Friday, September 25, 2009

Patents and Economics

I’m guessing this is the kind of discussion the leaders of the “Say Yes to Drugs!” campaign want people on campus to be having, so I hope they’re enjoying the back and forth between Jordan and Chris right here on the HRC blog. Before this exciting week of giant pill containers ends, I feel compelled to offer some clarification.

While I agree with Chris that Jordan doesn’t have it entirely right (more on this later), his response goes too far in its dismissal of the importance of patent law. The gist of the argument here seems to be that patent laws, by acting as a form of regulation, inhibit the function of free markets, which would lead to lower prices for consumers and greater innovation as companies compete to offer the same product more cheaply. As such, we should do away with patents and the monopolies they create.

Unfortunately, this is not a straightforward regulation-versus-free-markets issue. The cost of researching and developing a new drug is in the billions (not even mentioning the costs of the FDA approval process), yet the materials needed to create most of the most-used drugs on the market today can be found in a high school chemistry lab (at least if you had a high school chemistry teacher as cool as Mr. Davies like I did). As such, when a company discovers a new life-saving drug, its only innovation is the fact that it exclusively owns it. As soon as its formula is made public and other companies are allowed to market it as well, the drug becomes essentially a commodity: a good that will be priced very close to its materials cost. This comes very close to explicit market failure (when the government SHOULD step in to the marketplace), and at the very least argues for strict enforcement of property rights (which is basically what a patent is), a basic pillar of any free-market system.

No patents would be great for consumers (in the short run), but terrible for innovation. Why would a company invest vast sums of money in creating a drug if it didn’t have the chance to recoup its costs later through selling at a price above production cost? This is, incidentally, one of the great unmentioned flaws in the Obama health plan. The U.S., by being by far the most profitable market for prescription drugs (by virtue of our non-single-payer system), provides an indirect subsidy to the rest of the world by bearing the costs (in the form of higher prices) of new drug development while the Britains and Canadas of the world use government power to force drug companies to sell that same drug at bargain-basement prices.
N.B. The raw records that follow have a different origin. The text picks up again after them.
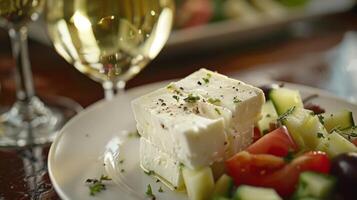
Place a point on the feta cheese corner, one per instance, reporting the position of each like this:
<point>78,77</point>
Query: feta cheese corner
<point>166,168</point>
<point>178,129</point>
<point>196,121</point>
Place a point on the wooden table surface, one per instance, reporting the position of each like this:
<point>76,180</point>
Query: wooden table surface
<point>24,176</point>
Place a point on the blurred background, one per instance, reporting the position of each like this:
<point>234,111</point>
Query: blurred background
<point>310,42</point>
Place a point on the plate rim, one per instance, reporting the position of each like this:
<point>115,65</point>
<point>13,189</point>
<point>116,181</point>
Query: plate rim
<point>98,104</point>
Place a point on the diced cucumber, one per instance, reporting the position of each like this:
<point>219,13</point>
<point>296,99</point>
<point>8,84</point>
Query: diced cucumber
<point>218,169</point>
<point>314,185</point>
<point>284,99</point>
<point>312,132</point>
<point>269,115</point>
<point>199,183</point>
<point>246,192</point>
<point>350,133</point>
<point>334,144</point>
<point>224,186</point>
<point>294,121</point>
<point>341,120</point>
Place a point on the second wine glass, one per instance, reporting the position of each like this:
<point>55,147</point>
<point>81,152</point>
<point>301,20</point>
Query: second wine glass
<point>109,40</point>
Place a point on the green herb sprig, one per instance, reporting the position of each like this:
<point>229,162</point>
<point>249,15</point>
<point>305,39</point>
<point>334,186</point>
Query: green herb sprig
<point>191,99</point>
<point>97,185</point>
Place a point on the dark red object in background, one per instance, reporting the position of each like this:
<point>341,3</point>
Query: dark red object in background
<point>24,176</point>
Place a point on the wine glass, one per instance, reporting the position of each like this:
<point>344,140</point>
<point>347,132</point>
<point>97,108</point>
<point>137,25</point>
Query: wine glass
<point>109,40</point>
<point>29,121</point>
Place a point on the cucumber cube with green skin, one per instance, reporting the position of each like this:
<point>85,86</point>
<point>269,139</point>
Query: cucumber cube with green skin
<point>314,185</point>
<point>350,133</point>
<point>335,144</point>
<point>199,183</point>
<point>245,192</point>
<point>224,186</point>
<point>312,132</point>
<point>294,121</point>
<point>284,99</point>
<point>340,120</point>
<point>269,115</point>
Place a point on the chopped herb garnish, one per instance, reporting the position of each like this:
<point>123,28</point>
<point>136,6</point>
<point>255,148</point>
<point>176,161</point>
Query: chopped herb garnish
<point>192,99</point>
<point>282,117</point>
<point>218,111</point>
<point>176,97</point>
<point>321,119</point>
<point>214,101</point>
<point>149,173</point>
<point>288,158</point>
<point>320,135</point>
<point>149,192</point>
<point>96,186</point>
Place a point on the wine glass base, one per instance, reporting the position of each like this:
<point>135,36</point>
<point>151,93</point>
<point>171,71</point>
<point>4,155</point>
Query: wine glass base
<point>35,123</point>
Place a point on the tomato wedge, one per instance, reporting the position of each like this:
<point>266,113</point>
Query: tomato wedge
<point>272,171</point>
<point>277,142</point>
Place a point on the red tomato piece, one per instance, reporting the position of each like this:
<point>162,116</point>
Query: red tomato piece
<point>256,134</point>
<point>272,171</point>
<point>277,142</point>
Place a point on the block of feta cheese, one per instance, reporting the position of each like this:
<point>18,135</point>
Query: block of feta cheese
<point>195,122</point>
<point>167,168</point>
<point>179,129</point>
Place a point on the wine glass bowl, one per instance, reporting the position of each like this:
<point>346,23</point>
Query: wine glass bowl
<point>29,121</point>
<point>19,12</point>
<point>109,40</point>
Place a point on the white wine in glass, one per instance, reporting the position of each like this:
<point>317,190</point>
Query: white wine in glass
<point>29,121</point>
<point>109,40</point>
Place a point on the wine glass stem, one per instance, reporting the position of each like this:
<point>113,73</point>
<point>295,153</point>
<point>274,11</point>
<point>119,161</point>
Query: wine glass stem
<point>113,88</point>
<point>24,83</point>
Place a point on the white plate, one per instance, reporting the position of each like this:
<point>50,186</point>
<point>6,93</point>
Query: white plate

Liberals see this and say “hey, I want those lower drug costs!” without realizing that, in most cases, the drug wouldn’t exist in the first place if the U.S. market didn’t provide the profit incentive for research to begin with.

So, if we adopt Chris’s advice to drop patents entirely, we’re likely to be able to provide existing drugs at very cheap prices, but innovation will ground to a halt. We could supply the world with medical technology as it exists today, which would certainly help in a lot of ways. But it also means that life-saving discoveries in the field of cancer, diabetes, AIDS, and other diseases that might otherwise have been developed won’t be (or will be delayed) because of the lack of profit motive.

There are other reasons to oppose the patent system as it exists today. It is certainly true that perverse incentives exist in the current system that bias drug companies towards creating a plethora of E.D. treatments and blood thinners rather than focusing on solving those bigger diseases like AIDS and cancer. [However, companies like Pfizer also create drugs that treat conditions like breast cancer so the system is not totally defunct.] The fact that the U.S. is the country with the most stringent patent protection also creates inequalities in distribution of drugs around the world, as other nations must wait for a drug company to recoup its costs before it will be offered in their nation. While this might argue for changing rules in rich nations like Britain, it is true that this doesn’t help much in places like Africa, where anything but almost-free prices would be prohibitive.

Which brings me to where Chris is right and Jordan is wrong: the actual objectives of the “Say Yes to Drugs!” campaign do NOT involve getting rid of patents altogether. Instead, they are advocating only for the elimination of the process by which drugs discovered and developed in Harvard’s university labs are licensed to drug companies, who then patent and market them. Given that much of this research is publicly funded and that these drugs are often in the lines of work that are underrepresented in drug company stables because of the perverse incentives of the patent system, this idea makes sense. Developing nations probably should be allowed to benefit from the work done in Harvard’s labs, and the current system makes that extremely difficult. Harvard does not face the same need for profit incentive that Merck does (though a cash-strapped Harvard would undoubtedly miss the payments from the companies), so they don’t need to recoup all those research costs by selling the drug; instead, they could rely (as they do for most other costs) on alumni funding, etc.

“Say Yes to Drugs!” is a campaign that deserves our support (though I agree with Jordan that I feel just a little weird flying in the face of a phrase coined by our own Mrs. Reagan). But let’s not confuse the need for a sound change in public policy with a radical, wholesale abandonment of property rights in the form of the patent system.